The decision may certainly knock the wind out of the sails of the EEOC and others touting telecommuting as a virtual inevitability given the expanding use of technology in the workplace. Without doubt, the opinion provides strong support that an employer’s consistent, bona fide determination that in-person attendance is an essential job function may be given deference. But companies should think twice before ordering their workforce back to the job site. As we have previously noted, determining whether telecommuting is a viable reasonable accommodation still requires an individualized, case-by-case assessment.

In evaluating an employee’s request to telecommute as an accommodation, like any accommodation request, it’s best to start with identifying the position’s essential functions.   Can the majority of those functions be performed from home or do they need to be performed at a physical job site? Consider whether the position requires face-to-face interaction with customers and clients, supervision of other employees, dynamic interactions with other co-workers, and use of specific equipment only available at the office. In Ford, the court emphasized that, while technology may be advancing in society at large, Harris’ resale buyer role required teamwork and interacting with others that was best done face-to-face. It considered that Ford had buyers work in the same building as the suppliers they met with so that they could have spontaneous, in-person meetings. For the court, this reinforced the legitimacy of Ford’s judgment that on-site attendance was important – and an essential function of the job.

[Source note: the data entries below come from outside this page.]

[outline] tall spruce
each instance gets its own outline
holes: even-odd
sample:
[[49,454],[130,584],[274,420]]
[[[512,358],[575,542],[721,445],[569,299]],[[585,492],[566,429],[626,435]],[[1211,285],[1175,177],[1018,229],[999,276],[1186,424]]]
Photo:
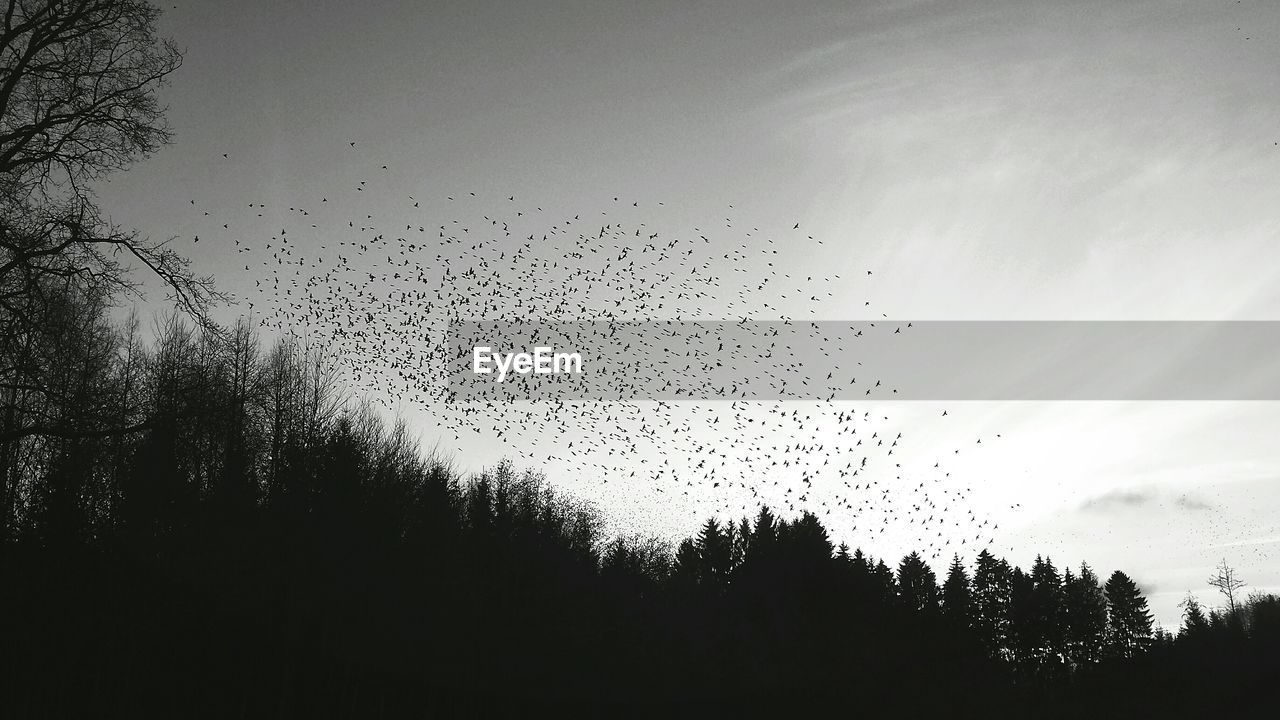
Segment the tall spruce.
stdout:
[[942,614],[954,628],[969,630],[973,626],[973,588],[959,555],[951,559],[947,579],[942,584]]
[[1151,644],[1151,613],[1137,583],[1117,570],[1107,579],[1107,653],[1130,658]]

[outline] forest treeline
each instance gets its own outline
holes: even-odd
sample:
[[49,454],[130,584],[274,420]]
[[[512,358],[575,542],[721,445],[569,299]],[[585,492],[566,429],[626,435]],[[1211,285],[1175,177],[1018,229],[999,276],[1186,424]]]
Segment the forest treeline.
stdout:
[[675,547],[611,538],[536,473],[461,476],[345,397],[314,348],[264,349],[247,321],[143,330],[48,290],[0,337],[7,717],[1194,715],[1277,679],[1274,596],[1192,600],[1175,637],[1123,572],[983,551],[939,579],[917,553],[833,547],[812,514],[712,518]]
[[[157,90],[182,54],[159,17],[145,0],[5,3],[0,717],[1272,701],[1273,596],[1189,602],[1174,637],[1122,572],[984,553],[939,583],[918,554],[873,560],[768,509],[672,548],[607,537],[508,464],[461,476],[344,397],[320,349],[217,326],[231,298],[211,277],[98,208],[94,183],[172,137]],[[113,319],[135,270],[192,325]]]

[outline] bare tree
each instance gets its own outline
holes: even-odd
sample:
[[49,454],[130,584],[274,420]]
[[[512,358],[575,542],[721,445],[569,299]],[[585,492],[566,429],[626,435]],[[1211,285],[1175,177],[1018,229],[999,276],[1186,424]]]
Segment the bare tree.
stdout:
[[[141,0],[8,0],[0,28],[0,287],[41,278],[116,290],[141,264],[203,318],[217,294],[186,260],[105,222],[88,183],[145,157],[172,133],[156,90],[182,54]],[[6,303],[8,304],[8,303]]]
[[89,184],[169,142],[157,89],[182,61],[142,0],[7,0],[0,18],[0,441],[137,428],[29,422],[22,397],[53,390],[17,352],[52,298],[137,296],[156,276],[196,321],[225,299],[168,246],[110,223]]
[[1245,586],[1245,582],[1236,576],[1236,571],[1227,564],[1227,559],[1222,559],[1222,564],[1217,568],[1218,574],[1209,578],[1209,586],[1218,589],[1227,598],[1227,610],[1235,615],[1236,592]]

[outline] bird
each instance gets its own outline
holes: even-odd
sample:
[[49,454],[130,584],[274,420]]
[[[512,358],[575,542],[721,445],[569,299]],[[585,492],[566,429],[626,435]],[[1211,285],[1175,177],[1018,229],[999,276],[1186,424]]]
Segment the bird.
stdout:
[[[228,238],[234,242],[211,243],[209,252],[225,247],[249,260],[242,265],[264,313],[260,327],[327,347],[349,386],[410,399],[455,440],[489,438],[521,462],[561,469],[566,482],[626,481],[655,498],[682,489],[716,508],[785,498],[795,512],[843,514],[868,527],[920,526],[957,543],[988,519],[966,513],[977,510],[966,507],[970,485],[951,475],[948,462],[909,466],[901,451],[911,434],[889,432],[890,418],[857,399],[896,387],[855,373],[856,364],[839,357],[820,373],[788,364],[800,348],[881,342],[910,324],[808,322],[847,281],[829,271],[793,277],[773,264],[780,245],[755,235],[768,225],[739,208],[681,226],[664,201],[624,203],[622,195],[563,212],[520,191],[446,191],[432,199],[393,188],[398,209],[388,215],[373,202],[387,185],[352,180],[290,198],[280,203],[288,206],[284,227],[262,229],[256,239],[261,221],[224,217],[229,210],[214,209],[217,224],[199,226],[226,237],[237,225]],[[647,217],[638,217],[641,204]],[[254,199],[249,207],[261,216],[265,206]],[[252,241],[241,243],[246,237]],[[790,238],[784,254],[803,255],[821,242]],[[518,291],[524,288],[533,292]],[[703,324],[715,312],[741,322]],[[603,368],[608,402],[535,401],[515,383],[450,401],[449,387],[431,378],[455,359],[445,343],[426,338],[445,337],[467,318],[571,320],[571,341],[607,346],[625,338],[635,363]],[[633,328],[643,319],[692,323],[687,346],[671,354],[669,338],[645,334],[660,324]],[[694,371],[712,358],[750,372],[721,383]],[[672,372],[643,370],[667,361]],[[795,394],[814,407],[801,412],[774,399]],[[728,402],[685,402],[705,397]],[[988,444],[970,447],[990,452]]]

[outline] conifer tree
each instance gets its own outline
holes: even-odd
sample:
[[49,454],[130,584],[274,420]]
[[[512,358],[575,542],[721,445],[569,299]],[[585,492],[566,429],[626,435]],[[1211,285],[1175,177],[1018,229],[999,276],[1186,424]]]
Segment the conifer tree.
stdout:
[[1068,664],[1078,667],[1100,660],[1107,630],[1107,598],[1088,564],[1081,564],[1080,574],[1068,574],[1063,582],[1063,614]]
[[1009,652],[1014,667],[1020,672],[1035,667],[1035,651],[1039,638],[1035,623],[1031,575],[1015,567],[1009,576]]
[[974,624],[979,639],[993,658],[1008,657],[1011,574],[1009,563],[1003,559],[997,559],[985,549],[978,553],[973,573]]
[[898,597],[902,605],[915,612],[938,609],[938,579],[917,552],[911,552],[898,564]]
[[1137,583],[1117,570],[1107,579],[1107,652],[1129,658],[1151,644],[1151,613]]
[[1065,661],[1062,580],[1052,560],[1037,556],[1031,582],[1033,655],[1040,672],[1053,673]]
[[871,569],[871,591],[873,597],[884,604],[893,602],[898,596],[898,584],[893,579],[893,571],[884,560],[877,560]]
[[1196,596],[1187,593],[1182,601],[1182,627],[1179,636],[1188,640],[1199,640],[1209,630],[1209,618],[1205,617],[1204,608]]
[[684,590],[696,587],[701,565],[702,557],[698,553],[698,546],[692,539],[685,538],[676,548],[676,556],[672,560],[671,582]]
[[952,558],[942,584],[942,614],[953,627],[968,630],[973,626],[973,588],[959,555]]
[[733,539],[715,518],[708,518],[697,540],[698,582],[704,587],[722,591],[729,584],[732,571]]

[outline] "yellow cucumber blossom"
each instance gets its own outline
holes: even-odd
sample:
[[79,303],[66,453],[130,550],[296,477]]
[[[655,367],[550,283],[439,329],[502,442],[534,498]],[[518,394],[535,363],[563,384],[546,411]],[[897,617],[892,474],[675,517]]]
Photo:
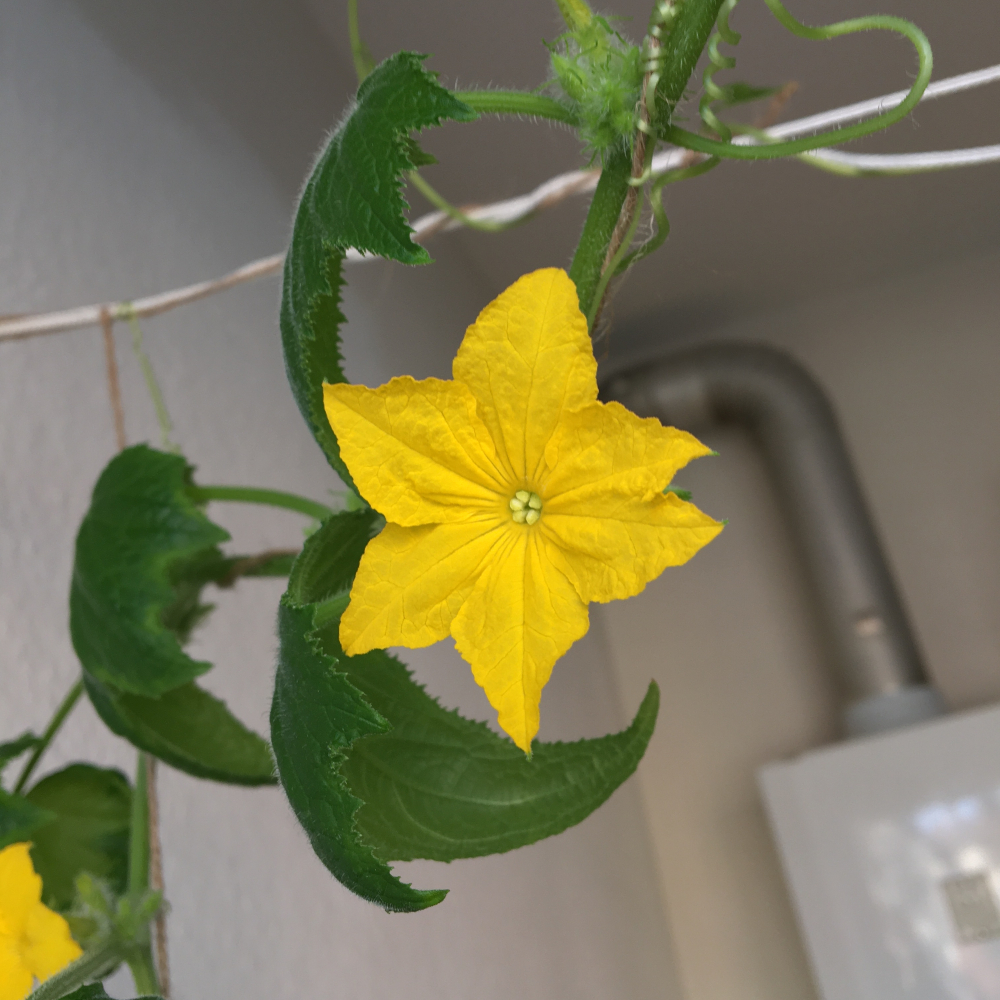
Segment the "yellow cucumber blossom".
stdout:
[[466,331],[452,381],[325,385],[327,417],[386,526],[340,624],[348,655],[449,633],[511,739],[531,752],[542,688],[589,626],[722,525],[675,493],[709,449],[597,401],[565,271],[515,282]]
[[42,903],[28,844],[0,851],[0,1000],[23,1000],[83,952],[69,924]]

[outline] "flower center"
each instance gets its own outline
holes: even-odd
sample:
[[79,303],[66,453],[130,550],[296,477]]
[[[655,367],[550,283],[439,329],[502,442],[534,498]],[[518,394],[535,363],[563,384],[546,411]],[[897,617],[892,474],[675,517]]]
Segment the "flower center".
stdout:
[[515,524],[534,524],[542,516],[542,498],[537,493],[518,490],[510,498],[510,512]]

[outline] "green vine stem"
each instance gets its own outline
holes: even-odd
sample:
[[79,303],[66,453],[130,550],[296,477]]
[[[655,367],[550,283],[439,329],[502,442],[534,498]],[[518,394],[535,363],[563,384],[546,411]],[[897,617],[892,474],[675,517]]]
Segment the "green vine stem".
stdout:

Consistency also remains key. Consider your company’s telecommuting policy and practices – do other employees with similar positions telecommute? If so, ensure that any accommodation request is being considered consistent with the company’s standard practices and prior decisions. (And if you don’t have a telecommuting policy, think about implementing one!) In Ford, even though other buyers telecommuted occasionally, the court still found Harris’ accommodation request unreasonable, differentiating between those who worked remotely one day a week and Harris’ request to work up to four days from home.

Finally, we can’t forget the hallmark of any accommodation request: the interactive process. This includes participating in a dialogue with the employee and considering whether other accommodations may allow the employee to perform the job’s essential functions. It’s worth mentioning that Ford tried three times to have Harris telecommute, without success, and also proposed alternative accommodations that Harris rejected. Remember: an employer is only obligated to provide a reasonable accommodation, not an employee’s choice accommodation.

So keep doing what you’re doing! Despite this opinion, requests to telecommute as an accommodation will surely continue. Ensure your job descriptions are up-to-date, review your telecommuting policies and practices, and continue examining each accommodation request on a case-by-case basis. The work you put in – be it from home or the office – will be worth the investment as you consider requests to telecommute.